Lu Yang, Material World Knight, 2018, video still. Courtesy: © 2018 Lu Yang

It’s 50 years since the birth of video games, so it’s hardly surprising that their influence is visible in everything from art to advertising, and increasingly driving the AI and virtual-reality debates. This important show at the National Museum of Modern and Contemporary Art specifically looks at the role that video games now play in a post-pandemic, post-lock-down world.

“Game Society” investigates what happens when the virtual space becomes “real life”, when the ways we socialize are mediated by technology and how the increasing gamification of our everyday lives offers both challenges and opportunities for creative practitioners.
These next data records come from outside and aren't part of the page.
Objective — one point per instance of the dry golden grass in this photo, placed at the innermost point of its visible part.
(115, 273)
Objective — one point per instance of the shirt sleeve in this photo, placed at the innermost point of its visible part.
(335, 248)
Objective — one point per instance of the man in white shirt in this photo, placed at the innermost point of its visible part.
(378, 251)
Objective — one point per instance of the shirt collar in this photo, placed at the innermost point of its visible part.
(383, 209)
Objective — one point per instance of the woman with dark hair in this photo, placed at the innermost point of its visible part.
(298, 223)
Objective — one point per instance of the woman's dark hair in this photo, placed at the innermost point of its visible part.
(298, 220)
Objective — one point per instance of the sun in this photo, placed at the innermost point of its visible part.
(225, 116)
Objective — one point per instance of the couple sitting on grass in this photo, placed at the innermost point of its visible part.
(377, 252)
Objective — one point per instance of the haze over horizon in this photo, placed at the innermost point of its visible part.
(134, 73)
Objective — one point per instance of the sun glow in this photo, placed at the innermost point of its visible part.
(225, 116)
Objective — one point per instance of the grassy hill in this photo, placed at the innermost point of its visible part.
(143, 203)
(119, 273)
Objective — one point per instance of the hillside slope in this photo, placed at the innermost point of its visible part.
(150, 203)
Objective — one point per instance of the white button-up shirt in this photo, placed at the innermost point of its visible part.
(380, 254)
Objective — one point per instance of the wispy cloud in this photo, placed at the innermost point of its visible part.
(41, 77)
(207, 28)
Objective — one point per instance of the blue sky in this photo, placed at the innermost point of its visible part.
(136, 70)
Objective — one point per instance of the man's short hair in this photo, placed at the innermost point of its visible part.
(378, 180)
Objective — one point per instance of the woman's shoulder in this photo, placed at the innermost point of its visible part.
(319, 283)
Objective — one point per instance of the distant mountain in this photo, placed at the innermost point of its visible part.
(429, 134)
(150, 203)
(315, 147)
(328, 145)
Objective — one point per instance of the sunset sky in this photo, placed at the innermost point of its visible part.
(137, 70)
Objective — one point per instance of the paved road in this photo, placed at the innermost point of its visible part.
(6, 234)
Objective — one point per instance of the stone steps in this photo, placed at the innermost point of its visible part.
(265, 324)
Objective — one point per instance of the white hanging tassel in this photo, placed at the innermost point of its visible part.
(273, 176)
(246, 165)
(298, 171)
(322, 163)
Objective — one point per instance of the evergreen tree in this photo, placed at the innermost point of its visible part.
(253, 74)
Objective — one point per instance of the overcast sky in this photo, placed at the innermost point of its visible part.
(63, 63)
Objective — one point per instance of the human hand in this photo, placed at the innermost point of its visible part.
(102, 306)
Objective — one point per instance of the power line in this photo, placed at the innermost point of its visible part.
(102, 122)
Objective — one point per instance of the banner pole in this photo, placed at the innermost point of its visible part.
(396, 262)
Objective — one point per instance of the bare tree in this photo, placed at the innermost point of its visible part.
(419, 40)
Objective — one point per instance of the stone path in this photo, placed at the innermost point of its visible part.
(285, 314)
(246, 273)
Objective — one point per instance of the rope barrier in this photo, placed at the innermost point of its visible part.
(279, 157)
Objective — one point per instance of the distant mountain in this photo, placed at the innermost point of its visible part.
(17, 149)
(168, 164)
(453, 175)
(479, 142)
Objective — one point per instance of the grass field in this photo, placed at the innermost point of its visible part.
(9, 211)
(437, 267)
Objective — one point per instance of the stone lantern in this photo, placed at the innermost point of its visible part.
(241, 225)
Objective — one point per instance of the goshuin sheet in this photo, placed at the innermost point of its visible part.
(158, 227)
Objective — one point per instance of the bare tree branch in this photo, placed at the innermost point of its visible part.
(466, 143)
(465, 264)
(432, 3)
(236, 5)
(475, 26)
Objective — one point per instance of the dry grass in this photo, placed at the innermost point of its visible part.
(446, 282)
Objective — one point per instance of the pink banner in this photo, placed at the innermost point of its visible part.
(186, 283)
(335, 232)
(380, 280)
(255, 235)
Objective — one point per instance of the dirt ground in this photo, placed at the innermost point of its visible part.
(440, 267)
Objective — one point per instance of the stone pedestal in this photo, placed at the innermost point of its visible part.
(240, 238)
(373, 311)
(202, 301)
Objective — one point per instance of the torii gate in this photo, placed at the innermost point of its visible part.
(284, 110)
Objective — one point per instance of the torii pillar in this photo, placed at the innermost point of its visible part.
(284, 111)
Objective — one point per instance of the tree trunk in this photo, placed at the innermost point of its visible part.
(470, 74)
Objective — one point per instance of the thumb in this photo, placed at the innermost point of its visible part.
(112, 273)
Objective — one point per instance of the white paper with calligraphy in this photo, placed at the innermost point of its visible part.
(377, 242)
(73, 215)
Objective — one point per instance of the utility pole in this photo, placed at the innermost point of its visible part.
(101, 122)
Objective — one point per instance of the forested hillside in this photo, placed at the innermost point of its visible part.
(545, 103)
The show features more than 30 works by contemporary artists who have been influenced by the language and aesthetics of video games, as well as nine actual games for you to play—just in case it’s all getting a bit conceptual and not hands-on enough for you. The games are borrowed from several important global collections including the Museum of Modern Art, New York, and the Smithsonian American Art Museum, Washington DC.

“Game Society” at MMCA. May 12–September 10.

Suh Yongsun: “My Name Is Red” at Art Sonje Center

Suh Yongsun, City-In the Car, 1989, 1991.
Suh Yongsun, City-In the Car, 1989, 1991, oil on canvas, 230 × 180cm. Courtesy: the artist 

Perhaps no Korean artist has been as active in documenting the transformation of their country as the painter and sculptor Suh Yongsun. For five decades he has explored the themes of “people, cities and history”: how individuals are part of—and yet stand apart from—communities, conurbations and the past. In his works, figures are frequently presented in disturbing and inexplicable dreamlike scenarios—with suggestions of totalitarianism, interrogations and incarceration—alongside a lyrical, mythic strain and recurring natural motifs, especially the pine tree.

Suh frequently looks to Western painting, particularly expressionism, and depicts remote historical events (including one of the best-ever paintings of Stalin in Postdam Conference [2012]). Yet his work is always infused with a poignant cultural specificity and his palette evokes Eastern pictographic traditions.

This show at Art Sonje Center presents more than 70 of Suh’s works, dating back to the 1980s, and invites a fresh understanding of his practice as related to, but distinct from, the conventional linear reading of modern Korean art history. In his life, as in his art, Suh remains a figure apart.

Art Sonje Center, July 15–October 22 (parts 1 and 2), September 15–October 22 (part 3)

This article first appeared in Frieze Week, Seoul 2023 under the headline “Beyond the Fair”.

Main image: Lawrence Lek, Nøtel (Seoul Edition), 2023, installation view, MMCASeoul. Courtesy: the artist and Sadie Coles HQ, London

Chris Waywell is Senior Editor of Frieze Studios. He lives in London, UK.